Her total loss, including pension loss, was calculated at €412,397 and the judge doubled that sum to take into account the award would be taxable, giving a total €824,794.
Ms Byrne, who was nine years in the Defence Forces, has since taken up employment as an engineer with Bord Gáis.
In his judgment on her case last year, Mr Justice Eagar said the exclusion from promotion of Ms Byrne, who before going on maternity leave in late 2012 was second in command of an Air Corps support wing in Baldonnel, was "not impressive".
Four male captains in her cohort were promoted in August 2013, unknown to her when she was on additional unpaid maternity leave.
Also without her knowledge, she was transferred in late 2012 from Baldonnel to Cathal Brugha Barracks, he noted.
He declared Ms Byrne qualified for promotion to commandant in May 2013 and was entitled to damages for loss of earnings from that date.
He also declared, in the treatment of Ms Byrne, the Minister for Defence and State acted in breach of provisions of Directive 2006/54/EC on the implementation of the principle of equal opportunities and equal treatment of men and women in matters of employment.
Ms Byrne (39), is a qualified mechanical engineer who completed a Masters of Environmental Science in 2010.
In May 2001, she was the fourth senior member of a group of seven officers commissioned as an Engineer Officer of the Defence Forces to the rank of lieutenant.
She claimed her contract of appointment was subject to Defence Force Regulation A15 (DFRA15), and expressly included certain conditions, including fixed-period promotion.

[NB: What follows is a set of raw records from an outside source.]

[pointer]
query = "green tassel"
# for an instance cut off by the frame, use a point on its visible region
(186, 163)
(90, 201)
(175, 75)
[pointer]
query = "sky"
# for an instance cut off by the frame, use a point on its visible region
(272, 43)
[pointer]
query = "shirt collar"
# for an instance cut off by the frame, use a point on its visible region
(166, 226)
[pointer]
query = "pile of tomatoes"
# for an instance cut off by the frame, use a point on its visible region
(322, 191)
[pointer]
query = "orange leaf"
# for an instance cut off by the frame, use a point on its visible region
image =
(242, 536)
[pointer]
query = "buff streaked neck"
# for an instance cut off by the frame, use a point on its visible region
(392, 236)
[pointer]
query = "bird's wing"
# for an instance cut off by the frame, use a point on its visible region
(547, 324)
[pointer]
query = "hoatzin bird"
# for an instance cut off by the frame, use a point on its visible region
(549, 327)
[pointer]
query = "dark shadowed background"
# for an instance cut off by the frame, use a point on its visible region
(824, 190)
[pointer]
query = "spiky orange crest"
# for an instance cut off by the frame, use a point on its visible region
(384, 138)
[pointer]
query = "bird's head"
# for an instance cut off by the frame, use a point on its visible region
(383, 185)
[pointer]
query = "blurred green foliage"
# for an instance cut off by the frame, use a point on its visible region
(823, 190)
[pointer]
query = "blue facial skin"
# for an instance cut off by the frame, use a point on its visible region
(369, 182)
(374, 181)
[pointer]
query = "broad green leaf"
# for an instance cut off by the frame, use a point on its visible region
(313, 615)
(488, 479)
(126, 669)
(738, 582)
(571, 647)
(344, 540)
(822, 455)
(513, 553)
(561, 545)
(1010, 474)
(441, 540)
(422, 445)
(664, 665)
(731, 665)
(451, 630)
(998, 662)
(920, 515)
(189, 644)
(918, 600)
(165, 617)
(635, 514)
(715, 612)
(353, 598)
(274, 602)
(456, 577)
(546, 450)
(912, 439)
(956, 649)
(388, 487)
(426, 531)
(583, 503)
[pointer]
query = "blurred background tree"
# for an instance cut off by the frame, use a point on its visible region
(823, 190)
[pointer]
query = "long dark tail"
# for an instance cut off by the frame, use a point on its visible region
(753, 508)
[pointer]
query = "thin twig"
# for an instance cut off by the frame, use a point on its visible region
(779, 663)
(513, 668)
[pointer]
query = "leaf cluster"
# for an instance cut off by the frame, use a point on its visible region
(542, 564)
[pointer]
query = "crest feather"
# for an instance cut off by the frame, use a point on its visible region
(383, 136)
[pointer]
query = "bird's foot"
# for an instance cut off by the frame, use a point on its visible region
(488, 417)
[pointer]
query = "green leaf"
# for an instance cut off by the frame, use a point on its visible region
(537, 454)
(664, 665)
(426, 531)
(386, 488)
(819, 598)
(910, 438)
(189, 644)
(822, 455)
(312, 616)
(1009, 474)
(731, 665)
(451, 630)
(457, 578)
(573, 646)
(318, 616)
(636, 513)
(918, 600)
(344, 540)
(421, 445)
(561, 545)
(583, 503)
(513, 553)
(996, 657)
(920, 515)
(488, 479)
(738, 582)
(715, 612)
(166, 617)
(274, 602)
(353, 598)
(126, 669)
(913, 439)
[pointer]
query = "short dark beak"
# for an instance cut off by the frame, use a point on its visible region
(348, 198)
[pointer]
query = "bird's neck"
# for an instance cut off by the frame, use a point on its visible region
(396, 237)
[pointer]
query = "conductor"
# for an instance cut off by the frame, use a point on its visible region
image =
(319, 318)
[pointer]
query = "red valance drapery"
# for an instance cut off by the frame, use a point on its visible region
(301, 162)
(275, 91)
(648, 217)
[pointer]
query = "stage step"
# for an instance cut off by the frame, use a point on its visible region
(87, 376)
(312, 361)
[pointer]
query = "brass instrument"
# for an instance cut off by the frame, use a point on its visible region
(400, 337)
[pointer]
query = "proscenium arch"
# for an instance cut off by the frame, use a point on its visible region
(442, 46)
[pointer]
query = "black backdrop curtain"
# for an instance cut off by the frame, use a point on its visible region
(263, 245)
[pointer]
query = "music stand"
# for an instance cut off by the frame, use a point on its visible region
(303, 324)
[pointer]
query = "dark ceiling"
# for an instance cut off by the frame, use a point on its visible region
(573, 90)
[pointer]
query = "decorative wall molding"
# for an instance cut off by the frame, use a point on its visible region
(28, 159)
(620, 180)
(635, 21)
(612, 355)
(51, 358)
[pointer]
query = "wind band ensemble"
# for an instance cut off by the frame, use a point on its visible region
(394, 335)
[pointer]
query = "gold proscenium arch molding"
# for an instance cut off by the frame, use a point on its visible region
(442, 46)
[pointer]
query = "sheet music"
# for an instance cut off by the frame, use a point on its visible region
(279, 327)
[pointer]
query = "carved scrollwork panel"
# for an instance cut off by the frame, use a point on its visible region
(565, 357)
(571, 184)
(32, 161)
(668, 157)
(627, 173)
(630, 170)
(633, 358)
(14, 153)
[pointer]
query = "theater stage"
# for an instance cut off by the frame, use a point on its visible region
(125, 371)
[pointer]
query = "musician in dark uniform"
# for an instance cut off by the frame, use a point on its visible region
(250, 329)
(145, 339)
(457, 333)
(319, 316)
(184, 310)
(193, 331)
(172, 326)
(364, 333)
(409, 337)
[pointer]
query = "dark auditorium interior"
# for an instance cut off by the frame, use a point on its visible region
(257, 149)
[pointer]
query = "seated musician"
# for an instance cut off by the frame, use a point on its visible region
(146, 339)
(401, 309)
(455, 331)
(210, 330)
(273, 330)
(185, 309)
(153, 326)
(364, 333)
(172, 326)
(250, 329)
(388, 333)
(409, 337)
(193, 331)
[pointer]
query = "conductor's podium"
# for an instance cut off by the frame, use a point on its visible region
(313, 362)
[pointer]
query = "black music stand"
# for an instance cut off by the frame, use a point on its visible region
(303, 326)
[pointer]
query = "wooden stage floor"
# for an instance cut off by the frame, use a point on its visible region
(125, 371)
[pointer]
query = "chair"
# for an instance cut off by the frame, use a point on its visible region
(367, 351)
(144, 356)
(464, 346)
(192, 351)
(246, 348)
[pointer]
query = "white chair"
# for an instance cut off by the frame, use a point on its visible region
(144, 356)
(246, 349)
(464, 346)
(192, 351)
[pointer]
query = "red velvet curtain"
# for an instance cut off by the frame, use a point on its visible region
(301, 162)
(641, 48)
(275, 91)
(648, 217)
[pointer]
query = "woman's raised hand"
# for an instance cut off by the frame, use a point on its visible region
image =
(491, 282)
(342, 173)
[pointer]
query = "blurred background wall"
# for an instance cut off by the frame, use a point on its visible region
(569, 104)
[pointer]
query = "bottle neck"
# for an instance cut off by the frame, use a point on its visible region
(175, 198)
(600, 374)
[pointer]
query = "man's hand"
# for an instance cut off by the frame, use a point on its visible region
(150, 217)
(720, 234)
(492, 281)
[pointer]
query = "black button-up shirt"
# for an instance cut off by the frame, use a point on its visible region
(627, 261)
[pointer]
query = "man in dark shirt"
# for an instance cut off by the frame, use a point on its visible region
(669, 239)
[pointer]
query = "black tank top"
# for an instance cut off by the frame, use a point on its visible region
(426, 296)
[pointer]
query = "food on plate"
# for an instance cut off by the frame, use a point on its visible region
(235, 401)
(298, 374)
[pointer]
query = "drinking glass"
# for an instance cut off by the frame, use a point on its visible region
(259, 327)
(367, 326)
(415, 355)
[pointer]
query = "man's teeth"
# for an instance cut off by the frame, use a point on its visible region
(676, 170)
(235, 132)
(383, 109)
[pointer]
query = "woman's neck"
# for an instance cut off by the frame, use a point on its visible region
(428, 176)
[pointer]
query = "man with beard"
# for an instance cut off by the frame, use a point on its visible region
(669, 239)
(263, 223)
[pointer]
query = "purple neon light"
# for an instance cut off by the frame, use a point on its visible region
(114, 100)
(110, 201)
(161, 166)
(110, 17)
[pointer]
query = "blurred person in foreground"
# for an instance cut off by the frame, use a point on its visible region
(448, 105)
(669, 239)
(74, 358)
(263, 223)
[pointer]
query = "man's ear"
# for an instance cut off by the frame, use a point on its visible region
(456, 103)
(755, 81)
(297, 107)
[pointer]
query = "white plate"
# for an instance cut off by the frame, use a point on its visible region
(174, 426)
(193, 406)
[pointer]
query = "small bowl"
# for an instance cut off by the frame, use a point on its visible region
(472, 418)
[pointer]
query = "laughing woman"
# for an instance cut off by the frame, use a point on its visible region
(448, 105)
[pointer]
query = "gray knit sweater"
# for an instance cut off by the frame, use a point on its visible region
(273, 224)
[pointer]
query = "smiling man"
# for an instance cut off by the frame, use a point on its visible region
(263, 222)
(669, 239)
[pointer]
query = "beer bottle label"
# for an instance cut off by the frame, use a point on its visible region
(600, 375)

Under DFRA15, she was entitled to, and was, promoted with her male colleagues to captain in 2004.
She claimed she was entitled to be promoted to commandant in May 2013, having satisfactorily completed nine years service in the rank of captain by then, plus various courses.
While four of her male colleagues were called before an interview board and promoted in August 2013 (while she was on maternity leave), she was not told of the interview process and unaware they were being promoted.
She also claimed she was wrongly treated during her maternity leave and throughout her pregnancy was subjected to undue stress, resulting in being placed by her doctor on sick leave on several occasions.
In opposing her action, the respondents claimed she was assessed by the Commissioned Officers of Management Office (COMO) and deemed ineligible for promotion to commandant because she had not completed certain courses.
The judge noted Ms Byrne argued the courses relied on by the respondents were not essential to her duties as an engineer officer.
The respondents, he ruled, failed to comply with the regulations and their contractual and statutory duties in the treatment of Ms Byrne.
She was not informed of the convening of any board assessing suitability of officers for promotion and given no opportunity to put her case before the chief of staff.
There was also no legislative basis for the chief of staff's delegation of his role concerning promotions to the COMO.
The failure to inform Ms Byrne of the convening of the board amounted to unfavourable treatment under the "return from maternity leave" provisions of the 2006 Directive, intended to ensure implementation of the principle of equal opportunities and equal treatment of men and women in matters of employment.